Natural Sort

Natural Sort is a hazy concept; it basically means something like human-friendly sort; it could be useful if the strings being sorted are going to be visible to the user.

Difference between normal sort and natural sort

Let us look at an example, we consider the list [1, 2, 10] to be an ascending order list, and sorting algorithms would not disagree. But if the list happened to be a list of strings most sorting libraries would sort it like this [ “1”, “10”, “2”]. The other common sorting inconvenience is related to the fact that in ASCII order, capital letters come before lower case letters. So if you try to sort the list [“a”, “B”] in ascending order, you will get the result [“B”, “a”].

I had always assumed that a character by character sort is the only practical way to sort strings and have always relied on zero-padding to avoid this problem. It was only recently that I noticed a difference between the way Windows Explorer sorts file names and the way PowerShell sorts file names. I was trying to create an m3u playlist using PowerShell. When I use PowerShell to create the playlist, files are in the wrong order. But if I create the playlist using drag-and-drop via Explorer, the order of files is correct. Here is an example of how Explorer sorts file names.

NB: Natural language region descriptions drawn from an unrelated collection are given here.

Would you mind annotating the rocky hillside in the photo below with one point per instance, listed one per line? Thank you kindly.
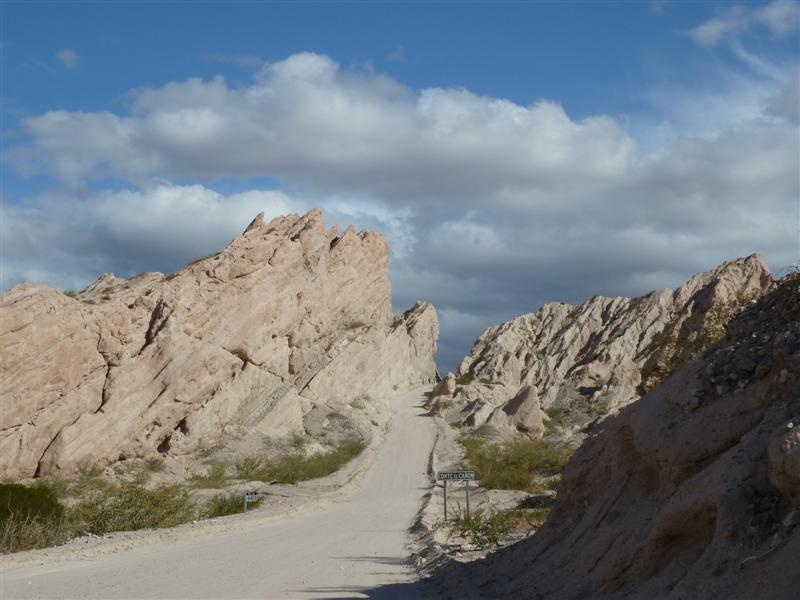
(691, 492)
(563, 366)
(289, 314)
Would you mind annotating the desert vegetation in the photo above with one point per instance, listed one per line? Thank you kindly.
(531, 465)
(52, 511)
(487, 529)
(296, 466)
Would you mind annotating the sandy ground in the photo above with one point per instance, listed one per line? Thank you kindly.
(353, 543)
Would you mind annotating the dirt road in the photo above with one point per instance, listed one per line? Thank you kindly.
(353, 548)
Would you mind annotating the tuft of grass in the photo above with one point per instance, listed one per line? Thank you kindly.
(487, 529)
(215, 478)
(222, 505)
(130, 506)
(20, 532)
(298, 441)
(516, 464)
(202, 258)
(154, 464)
(466, 379)
(296, 467)
(28, 502)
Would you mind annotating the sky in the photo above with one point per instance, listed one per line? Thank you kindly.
(512, 153)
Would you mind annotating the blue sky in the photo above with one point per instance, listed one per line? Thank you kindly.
(513, 153)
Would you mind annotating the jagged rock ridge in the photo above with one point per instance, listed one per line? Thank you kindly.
(288, 311)
(566, 365)
(691, 492)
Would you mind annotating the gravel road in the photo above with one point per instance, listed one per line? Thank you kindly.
(355, 547)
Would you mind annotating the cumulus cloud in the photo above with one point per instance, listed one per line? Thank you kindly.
(66, 241)
(779, 17)
(304, 118)
(68, 58)
(491, 208)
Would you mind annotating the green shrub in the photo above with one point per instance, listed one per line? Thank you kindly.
(214, 479)
(296, 466)
(516, 464)
(154, 464)
(252, 468)
(226, 504)
(28, 502)
(19, 532)
(129, 506)
(89, 469)
(486, 530)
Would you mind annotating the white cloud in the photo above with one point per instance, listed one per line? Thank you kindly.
(490, 207)
(305, 119)
(66, 241)
(779, 17)
(68, 58)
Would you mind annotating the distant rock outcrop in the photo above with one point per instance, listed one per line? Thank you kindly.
(691, 492)
(128, 367)
(563, 366)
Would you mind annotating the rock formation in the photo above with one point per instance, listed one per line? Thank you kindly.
(289, 312)
(691, 492)
(564, 366)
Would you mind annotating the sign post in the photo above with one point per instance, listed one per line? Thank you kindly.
(249, 497)
(445, 476)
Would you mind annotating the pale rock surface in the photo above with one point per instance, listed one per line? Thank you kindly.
(446, 387)
(690, 492)
(289, 314)
(582, 362)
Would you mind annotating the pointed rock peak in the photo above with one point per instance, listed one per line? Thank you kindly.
(315, 214)
(256, 223)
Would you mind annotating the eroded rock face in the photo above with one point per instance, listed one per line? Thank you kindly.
(589, 360)
(166, 363)
(690, 492)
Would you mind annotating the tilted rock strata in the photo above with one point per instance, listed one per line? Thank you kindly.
(581, 362)
(691, 492)
(154, 363)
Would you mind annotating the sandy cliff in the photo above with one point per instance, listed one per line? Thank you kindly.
(691, 492)
(566, 365)
(288, 313)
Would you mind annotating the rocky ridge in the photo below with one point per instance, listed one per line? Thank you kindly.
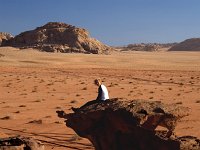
(58, 37)
(192, 44)
(120, 124)
(4, 37)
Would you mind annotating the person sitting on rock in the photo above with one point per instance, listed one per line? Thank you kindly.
(101, 97)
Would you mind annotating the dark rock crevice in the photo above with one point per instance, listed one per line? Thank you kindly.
(121, 124)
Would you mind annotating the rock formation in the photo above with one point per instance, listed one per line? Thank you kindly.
(59, 37)
(130, 124)
(187, 45)
(20, 143)
(4, 37)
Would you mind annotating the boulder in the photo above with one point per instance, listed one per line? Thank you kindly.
(20, 143)
(59, 37)
(129, 124)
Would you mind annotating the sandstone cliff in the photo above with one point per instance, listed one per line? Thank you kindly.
(187, 45)
(59, 37)
(130, 125)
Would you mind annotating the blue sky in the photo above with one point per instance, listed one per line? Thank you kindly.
(114, 22)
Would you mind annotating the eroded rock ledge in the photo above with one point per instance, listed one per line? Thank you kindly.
(130, 124)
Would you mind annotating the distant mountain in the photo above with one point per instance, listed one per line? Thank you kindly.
(4, 36)
(192, 44)
(58, 37)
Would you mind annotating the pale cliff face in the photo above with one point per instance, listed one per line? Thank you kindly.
(59, 37)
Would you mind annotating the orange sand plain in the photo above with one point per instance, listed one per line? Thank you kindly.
(36, 84)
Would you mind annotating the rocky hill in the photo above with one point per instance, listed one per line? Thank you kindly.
(130, 124)
(58, 37)
(4, 36)
(187, 45)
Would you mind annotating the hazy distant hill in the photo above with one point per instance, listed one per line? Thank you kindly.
(5, 36)
(187, 45)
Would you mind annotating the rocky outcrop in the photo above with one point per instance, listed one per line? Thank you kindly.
(4, 37)
(59, 37)
(187, 45)
(20, 143)
(130, 124)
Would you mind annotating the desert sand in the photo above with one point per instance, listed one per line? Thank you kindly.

Files sorted by name in Windows Explorer

As you can see, Explorer does not have either the case problem or the number-as-string problem. This led me on a search for sorting libraries which sorts the way Explorer does. It seems like PHP and Javascript has some sort of support for it. The standard libraries of none of the languages I know seem to support natural sorting. In the end, I decided to use the Python library natsort.

Limitations of Natural Sort

Despite the fact that Windows Explorer, PHP, Javascript, etc support it; Natural sort really is a vague concept. It is understandable that most languages do not want to provide official support for it. In order to understand the limitations of Natural Sort, it is useful to think about the root causes of the sort problems which it is trying to solve.

The Case Problem

The case problem is the result of a mismatch between ASCII or Unicode ordering and alphabetic ordering. This is one of the most common sorting complaints users have and it is solvable. I believe the Python Natsort library handles it in a locale-aware manner. If you are dealing with only English, you don’t need an external library to handle this.

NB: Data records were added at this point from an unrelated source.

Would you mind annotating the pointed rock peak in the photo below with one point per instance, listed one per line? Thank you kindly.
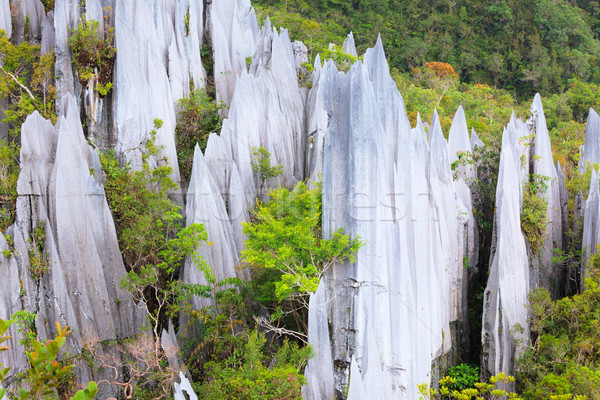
(267, 28)
(475, 141)
(459, 134)
(593, 184)
(349, 45)
(317, 63)
(376, 56)
(536, 105)
(435, 119)
(419, 122)
(435, 132)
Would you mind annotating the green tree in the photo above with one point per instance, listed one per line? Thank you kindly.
(286, 252)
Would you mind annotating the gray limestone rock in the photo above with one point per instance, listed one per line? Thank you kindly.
(591, 227)
(234, 33)
(184, 390)
(23, 11)
(543, 164)
(61, 184)
(591, 148)
(319, 369)
(349, 46)
(382, 181)
(590, 208)
(505, 297)
(153, 71)
(5, 20)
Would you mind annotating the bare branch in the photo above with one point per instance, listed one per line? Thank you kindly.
(262, 321)
(14, 78)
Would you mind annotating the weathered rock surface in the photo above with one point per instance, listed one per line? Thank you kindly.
(267, 109)
(591, 148)
(383, 182)
(591, 206)
(235, 35)
(157, 59)
(514, 269)
(505, 297)
(543, 272)
(5, 21)
(61, 185)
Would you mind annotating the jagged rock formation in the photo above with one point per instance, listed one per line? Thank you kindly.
(591, 207)
(505, 296)
(153, 71)
(384, 182)
(60, 185)
(542, 164)
(267, 109)
(515, 269)
(235, 36)
(5, 20)
(377, 325)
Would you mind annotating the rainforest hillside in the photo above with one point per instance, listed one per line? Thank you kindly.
(522, 46)
(232, 200)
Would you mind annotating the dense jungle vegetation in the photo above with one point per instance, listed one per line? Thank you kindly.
(491, 58)
(522, 46)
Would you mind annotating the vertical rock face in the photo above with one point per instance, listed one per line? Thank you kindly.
(505, 297)
(591, 148)
(60, 186)
(382, 181)
(590, 211)
(267, 110)
(235, 36)
(158, 56)
(5, 22)
(514, 268)
(542, 164)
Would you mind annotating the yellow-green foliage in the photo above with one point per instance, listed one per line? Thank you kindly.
(26, 79)
(9, 173)
(497, 388)
(246, 376)
(564, 360)
(93, 54)
(198, 118)
(534, 216)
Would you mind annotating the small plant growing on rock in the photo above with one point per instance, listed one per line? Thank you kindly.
(198, 118)
(94, 55)
(534, 216)
(261, 165)
(38, 257)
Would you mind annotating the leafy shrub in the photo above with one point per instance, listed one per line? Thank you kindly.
(45, 372)
(534, 216)
(48, 5)
(38, 257)
(261, 165)
(286, 252)
(94, 55)
(198, 118)
(564, 359)
(9, 174)
(150, 230)
(497, 388)
(26, 80)
(4, 325)
(464, 376)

Numbers with special meaning inside a string

The problem of numbers in a string is a lot more thorny. Let us look at an example of how numbers with special meaning get added to a string. A user wants to store multiple pieces of data relating to an object. Only one variable or field is available to store the data. If the only variable available happens to be a permissive data type like the String, the user will likely dump all the data into the single string.

In order to do a real natural sort on this kind of compound string, you need to recognize the components which make up the string and guess which component the user wants to sort by. For example, let us say I have two files Zebra_and_4_Gazelles_Lesson1.ai and Elephant_Lesson2.ai. Here I have added the file name and lesson number into one string. What should be the natural order of these files? Should lesson1 come before lesson2 or should the sorting be alphabetical? If we decide that lesson1 must come before lesson2, we will have a hard time dealing with that 4 in the middle which has no special meaning.

Wrong Datatype

Sometimes the value inside the string has a definite and single data type. For example, there are strings which contain only values like dates, measurements, coordinate values, etc. Naturally, the first thing to try when faced with these type of strings is to see if a more appropriate data type can be used. It is not possible for a general sorting algorithm to deal with all these specific cases; I believe they do deal with some of them.

Conclusion

You have to say that programmers are in a somewhat unenviable position. Natural sorting has its unpredictability. On the other hand, users expect programmers to take care of at least the two most common sorting inconveniences: ASCII ordering and the case of numbers tagged to the beginning of the string. As mentioned before popular applications like Windows Explorer are already doing it. It is probably best to use an algorithm which handles only these two cases and sorts the rest in a predictable manner.